For many people, their pet is as much a family member as any person, particularly for dog and cat owners. These animals have personalities and often form bonds just as close or closer with people. It’s no coincidence dogs are known as “man’s best friend.” If a pet passes away, it can be devastating to the owner, perhaps more so than the death of some family members. And if a pet is seriously injured or suffers from a medical condition that requires frequent attention and monitoring, it could be difficult to balance with the normal work schedule. Should flex hours be allowed in such a situation?
Even if one is skeptical that the death or injury of a pet should be considered on a similar level as that of a person, there’s no doubt that, for some people, their pets are as important as people in their family — especially if those people have few family members or are otherwise alone. If something happens to the pet, the effect on the pet owner can be just as devastating. And that person isn’t likely going to be that productive at work, so perhaps a short compassionate leave would make sense anyway.
Most employers have provisions for employees to take time off for various reasons — personal days, family days, vacation days, and the like. But these are usually limited to a specific maximum.

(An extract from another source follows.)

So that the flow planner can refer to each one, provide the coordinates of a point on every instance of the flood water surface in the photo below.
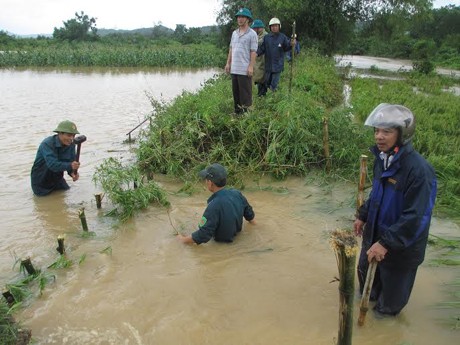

If an employee has used up her vacation leave and personal days but faces a pet that needs medical care or has passed away, is it worthwhile to have her come to work miserable and with her mind elsewhere? And perhaps angry her employer for making her come in to work?
Should pets be considered family members as part of the growing trend of work/life balance and the types of leave available to employees? Or should pet-related obligations remain something employees must address in their allotment of vacation and personal days?